We recognize that, under the provisions of this section, the Insurance Commissioner shall issue a license to an agent only when he is satisfied that he is “worthy of license.” Understandably, if, subsequent to a license’s being issued to an agent, postlicense conduct such as failing to file income tax returns became known to the Insurance Commissioner, such conduct would support the imposition of penalties, suspension, revocation, or license renewal refusal under the provisions of Section 639, since if occurring prelicense, it would have made the applicant unworthy to be issued an agent’s license. However, here there is no possibility that the conduct of not permitting the investigation of an agent’s books and records could disqualify an applicant from the issuance of the initial license, which license allows him for the very first time to engage in insurance transactions that produce and necessitate books and records related *274thereto. Prior to the initial issuance of a license, such conduct as involved here would be impossible, i.e., not disqualifying.

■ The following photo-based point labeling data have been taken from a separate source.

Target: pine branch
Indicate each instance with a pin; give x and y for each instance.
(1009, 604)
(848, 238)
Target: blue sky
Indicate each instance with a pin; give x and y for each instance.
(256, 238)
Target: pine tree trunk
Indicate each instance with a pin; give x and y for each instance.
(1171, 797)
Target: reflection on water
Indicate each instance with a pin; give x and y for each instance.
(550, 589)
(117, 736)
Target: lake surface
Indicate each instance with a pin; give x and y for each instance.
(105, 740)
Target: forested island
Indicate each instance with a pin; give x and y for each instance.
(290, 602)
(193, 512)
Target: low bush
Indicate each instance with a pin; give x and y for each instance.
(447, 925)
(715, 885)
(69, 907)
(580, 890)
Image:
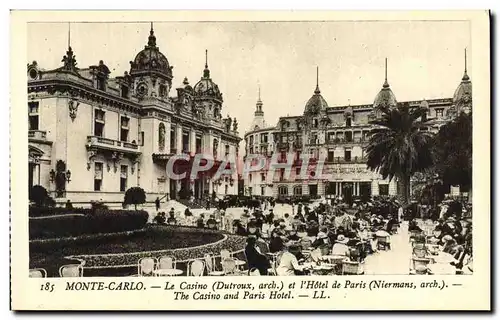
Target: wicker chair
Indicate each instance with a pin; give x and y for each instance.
(166, 262)
(146, 266)
(351, 267)
(71, 271)
(196, 268)
(38, 273)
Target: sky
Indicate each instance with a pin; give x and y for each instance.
(425, 58)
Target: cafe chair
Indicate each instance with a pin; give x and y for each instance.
(166, 262)
(38, 273)
(71, 271)
(146, 266)
(254, 272)
(229, 266)
(196, 268)
(351, 268)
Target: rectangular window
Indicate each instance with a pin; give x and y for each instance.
(124, 91)
(172, 141)
(439, 112)
(101, 84)
(185, 142)
(330, 155)
(33, 123)
(141, 138)
(98, 176)
(383, 189)
(99, 123)
(124, 128)
(347, 155)
(198, 144)
(348, 136)
(123, 178)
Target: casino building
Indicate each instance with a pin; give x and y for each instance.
(92, 136)
(339, 134)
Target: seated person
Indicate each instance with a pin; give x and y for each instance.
(451, 246)
(253, 230)
(390, 223)
(239, 229)
(340, 247)
(200, 222)
(321, 239)
(160, 218)
(276, 243)
(292, 235)
(212, 223)
(289, 264)
(254, 258)
(413, 226)
(171, 219)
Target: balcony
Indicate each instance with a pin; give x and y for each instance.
(341, 141)
(37, 136)
(96, 142)
(342, 160)
(283, 145)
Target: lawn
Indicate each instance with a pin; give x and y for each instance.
(51, 255)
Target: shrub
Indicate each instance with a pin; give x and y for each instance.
(49, 211)
(106, 221)
(135, 196)
(40, 196)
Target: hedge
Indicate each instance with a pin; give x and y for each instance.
(106, 221)
(47, 211)
(230, 242)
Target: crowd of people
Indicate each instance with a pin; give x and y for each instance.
(294, 241)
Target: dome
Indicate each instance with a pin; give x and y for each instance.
(150, 59)
(424, 105)
(463, 93)
(206, 88)
(316, 103)
(385, 99)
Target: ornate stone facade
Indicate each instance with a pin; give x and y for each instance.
(115, 133)
(338, 134)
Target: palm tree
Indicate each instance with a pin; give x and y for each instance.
(398, 148)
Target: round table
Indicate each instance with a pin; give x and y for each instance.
(443, 257)
(167, 272)
(442, 269)
(336, 258)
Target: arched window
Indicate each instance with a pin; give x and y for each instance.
(283, 190)
(161, 136)
(297, 190)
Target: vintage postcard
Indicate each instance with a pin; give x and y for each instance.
(190, 160)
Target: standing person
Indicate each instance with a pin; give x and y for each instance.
(157, 203)
(400, 213)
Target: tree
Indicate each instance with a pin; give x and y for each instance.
(135, 196)
(38, 195)
(398, 148)
(452, 151)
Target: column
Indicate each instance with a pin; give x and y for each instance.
(192, 142)
(167, 137)
(374, 187)
(179, 138)
(36, 174)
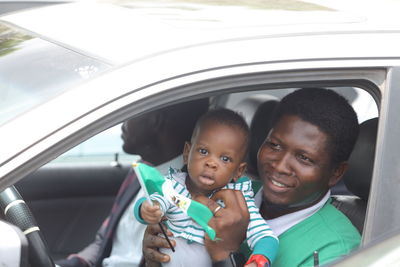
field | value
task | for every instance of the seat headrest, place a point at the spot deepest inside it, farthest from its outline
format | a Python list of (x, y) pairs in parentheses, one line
[(257, 111), (359, 174)]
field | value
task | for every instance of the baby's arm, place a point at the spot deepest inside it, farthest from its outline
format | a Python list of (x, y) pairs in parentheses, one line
[(147, 214), (260, 238), (151, 213)]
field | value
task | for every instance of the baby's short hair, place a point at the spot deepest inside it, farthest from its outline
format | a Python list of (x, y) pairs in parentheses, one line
[(225, 117)]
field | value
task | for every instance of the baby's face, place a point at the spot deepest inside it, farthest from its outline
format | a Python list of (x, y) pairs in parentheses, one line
[(215, 157)]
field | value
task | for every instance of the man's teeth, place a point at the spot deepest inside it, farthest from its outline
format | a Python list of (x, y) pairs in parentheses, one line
[(278, 184)]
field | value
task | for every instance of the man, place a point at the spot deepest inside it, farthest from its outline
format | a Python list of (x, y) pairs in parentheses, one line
[(158, 137), (304, 155)]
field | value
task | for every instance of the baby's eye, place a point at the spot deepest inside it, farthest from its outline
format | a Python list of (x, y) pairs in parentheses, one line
[(226, 159), (274, 146), (203, 151)]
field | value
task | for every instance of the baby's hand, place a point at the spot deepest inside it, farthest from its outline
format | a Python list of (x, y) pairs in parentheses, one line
[(151, 214)]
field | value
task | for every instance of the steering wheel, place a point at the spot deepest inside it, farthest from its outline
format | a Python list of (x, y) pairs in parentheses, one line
[(17, 212)]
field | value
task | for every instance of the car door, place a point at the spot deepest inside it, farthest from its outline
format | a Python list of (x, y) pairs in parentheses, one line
[(72, 195)]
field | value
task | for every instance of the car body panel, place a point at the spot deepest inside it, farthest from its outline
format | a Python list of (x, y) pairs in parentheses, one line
[(173, 60)]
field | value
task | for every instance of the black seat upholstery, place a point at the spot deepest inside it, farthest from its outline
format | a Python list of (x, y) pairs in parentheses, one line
[(257, 111), (358, 177)]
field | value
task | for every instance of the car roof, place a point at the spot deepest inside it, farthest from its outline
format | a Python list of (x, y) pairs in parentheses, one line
[(118, 34), (163, 55)]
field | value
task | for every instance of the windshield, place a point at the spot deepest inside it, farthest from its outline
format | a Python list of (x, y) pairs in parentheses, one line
[(33, 70)]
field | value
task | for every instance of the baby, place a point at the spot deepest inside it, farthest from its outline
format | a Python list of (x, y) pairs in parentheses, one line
[(215, 159)]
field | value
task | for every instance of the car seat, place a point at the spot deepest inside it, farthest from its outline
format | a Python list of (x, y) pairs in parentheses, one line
[(257, 111), (358, 176)]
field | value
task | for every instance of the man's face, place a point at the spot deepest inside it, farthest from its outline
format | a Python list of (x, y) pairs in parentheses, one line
[(214, 157), (294, 163)]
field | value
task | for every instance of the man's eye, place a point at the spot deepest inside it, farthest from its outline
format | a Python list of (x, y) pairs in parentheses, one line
[(305, 158), (203, 151), (274, 146), (226, 159)]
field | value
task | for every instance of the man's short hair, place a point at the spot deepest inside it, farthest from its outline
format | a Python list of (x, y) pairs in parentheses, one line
[(327, 110)]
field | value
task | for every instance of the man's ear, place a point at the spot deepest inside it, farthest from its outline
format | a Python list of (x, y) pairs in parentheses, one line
[(186, 151), (157, 120), (338, 173), (240, 171)]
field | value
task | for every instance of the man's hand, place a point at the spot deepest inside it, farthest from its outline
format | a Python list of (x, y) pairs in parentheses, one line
[(151, 213), (230, 223), (152, 242)]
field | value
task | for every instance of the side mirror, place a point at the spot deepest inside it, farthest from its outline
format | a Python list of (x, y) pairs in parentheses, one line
[(14, 246)]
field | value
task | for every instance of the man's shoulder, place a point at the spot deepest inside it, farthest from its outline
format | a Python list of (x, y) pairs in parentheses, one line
[(328, 221), (328, 231)]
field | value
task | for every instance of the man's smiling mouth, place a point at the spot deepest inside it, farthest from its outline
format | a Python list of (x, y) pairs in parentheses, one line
[(278, 184), (207, 180)]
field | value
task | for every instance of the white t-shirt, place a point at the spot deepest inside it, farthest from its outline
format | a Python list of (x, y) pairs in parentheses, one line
[(127, 244)]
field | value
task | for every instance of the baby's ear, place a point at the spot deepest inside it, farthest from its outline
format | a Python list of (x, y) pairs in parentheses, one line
[(240, 171), (186, 151)]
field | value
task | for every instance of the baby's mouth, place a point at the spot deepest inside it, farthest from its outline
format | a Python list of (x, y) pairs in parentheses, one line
[(206, 179), (278, 184)]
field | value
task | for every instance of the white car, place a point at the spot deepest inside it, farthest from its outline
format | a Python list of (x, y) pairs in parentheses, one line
[(70, 71)]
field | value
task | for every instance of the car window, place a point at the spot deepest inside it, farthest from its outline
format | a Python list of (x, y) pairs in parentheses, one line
[(105, 146), (24, 76), (362, 102)]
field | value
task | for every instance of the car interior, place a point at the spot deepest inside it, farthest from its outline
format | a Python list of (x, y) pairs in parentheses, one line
[(71, 199)]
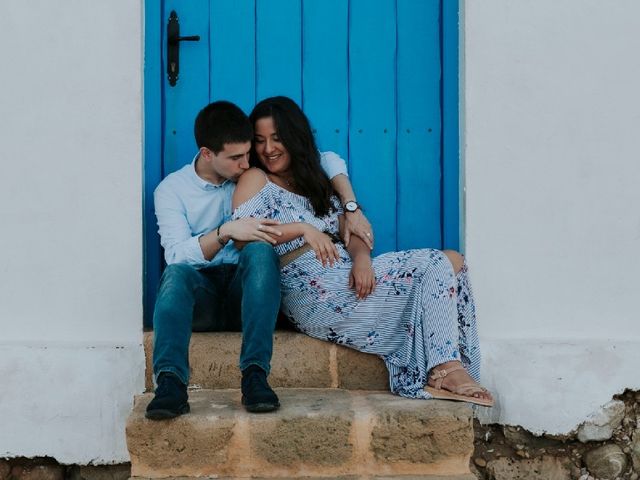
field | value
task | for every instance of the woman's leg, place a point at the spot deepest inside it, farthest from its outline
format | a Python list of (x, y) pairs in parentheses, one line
[(467, 333)]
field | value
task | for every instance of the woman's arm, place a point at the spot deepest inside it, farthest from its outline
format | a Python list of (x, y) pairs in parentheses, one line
[(249, 184), (356, 223), (362, 277)]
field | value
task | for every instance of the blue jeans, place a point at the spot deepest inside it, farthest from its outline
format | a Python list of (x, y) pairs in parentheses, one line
[(243, 297)]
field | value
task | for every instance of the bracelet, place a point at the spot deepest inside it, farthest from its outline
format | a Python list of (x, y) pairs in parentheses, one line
[(220, 241)]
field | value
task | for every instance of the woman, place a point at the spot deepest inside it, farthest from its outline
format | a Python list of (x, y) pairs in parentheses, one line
[(413, 308)]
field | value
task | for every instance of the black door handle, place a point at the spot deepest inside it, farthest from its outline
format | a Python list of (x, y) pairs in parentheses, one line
[(173, 47)]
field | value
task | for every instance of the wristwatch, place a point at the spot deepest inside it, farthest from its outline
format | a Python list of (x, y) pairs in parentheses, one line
[(351, 206)]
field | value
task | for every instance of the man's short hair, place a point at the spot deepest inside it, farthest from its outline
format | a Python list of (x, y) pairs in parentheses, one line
[(219, 123)]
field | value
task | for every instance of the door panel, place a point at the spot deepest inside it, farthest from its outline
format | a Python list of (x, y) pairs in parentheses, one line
[(372, 116), (191, 92), (418, 110), (279, 49), (377, 78), (325, 72), (232, 52)]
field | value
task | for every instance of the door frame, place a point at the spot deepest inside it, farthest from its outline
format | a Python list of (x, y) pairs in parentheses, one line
[(153, 133)]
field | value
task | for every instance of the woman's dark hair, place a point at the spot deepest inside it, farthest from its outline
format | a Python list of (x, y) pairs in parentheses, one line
[(294, 131)]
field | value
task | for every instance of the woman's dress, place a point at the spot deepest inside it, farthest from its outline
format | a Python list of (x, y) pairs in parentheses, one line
[(421, 314)]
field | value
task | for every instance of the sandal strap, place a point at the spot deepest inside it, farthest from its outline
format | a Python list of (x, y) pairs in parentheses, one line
[(468, 389), (438, 375)]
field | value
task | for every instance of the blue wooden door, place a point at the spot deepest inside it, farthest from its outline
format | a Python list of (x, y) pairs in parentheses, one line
[(377, 78)]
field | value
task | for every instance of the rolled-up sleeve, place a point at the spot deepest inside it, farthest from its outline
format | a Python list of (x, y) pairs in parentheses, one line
[(180, 246), (333, 164)]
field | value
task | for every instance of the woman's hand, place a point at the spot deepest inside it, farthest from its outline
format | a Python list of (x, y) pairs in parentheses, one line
[(357, 224), (362, 277), (326, 251)]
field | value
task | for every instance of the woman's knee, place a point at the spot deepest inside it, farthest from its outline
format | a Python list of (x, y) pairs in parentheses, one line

Therefore, we can only conclude that the Insurance Commissioner’s conclusion of law No. 3 is not supported by necessary findings of fact and that his order imposing a penalty upon Wallace was not in accordance with law.
The Act applicable in this case provides no comparable provision as found in the Real Estate Brokers License Act of 1929, Act of May 1, 1929, P. L. 1216, as amended, 63 P.S. §431 et seq. Section 10(a) (11) (v) of that Act, as amended, 63 P.S. §440 (a) (11) (v), provides, inter alia, as follows:
“(a) The commission... shall have the power temporarily to suspend or permanently to revoke licenses ... when ... it shall find the holder thereof to have been guilty... (11) [o]f failure to comply with the following requirements: ... (v) Every real estate broker shall keep records of all funds deposited [in escrow accounts].... All such records and funds shall be subject to inspection by the commission.”
Therefore, the difference in statutory language between the Real Estate Brokers License Act of 1929 and The Insurance Department Act of 1921 clearly distinguishes the instant case from State Real Estate Commission v. Roberts, 441 Pa. 159, 271 A. 2d 246 (1970).2
Accordingly, we make the following
Order
And Now, this 3rd day of April, 1975, the appeal of William E. Wallace is sustained, the Insurance Commissioner’s adjudication made February 5, 1974 is set aside, and his order imposing a penalty of $500 on William E. Wallace is reversed.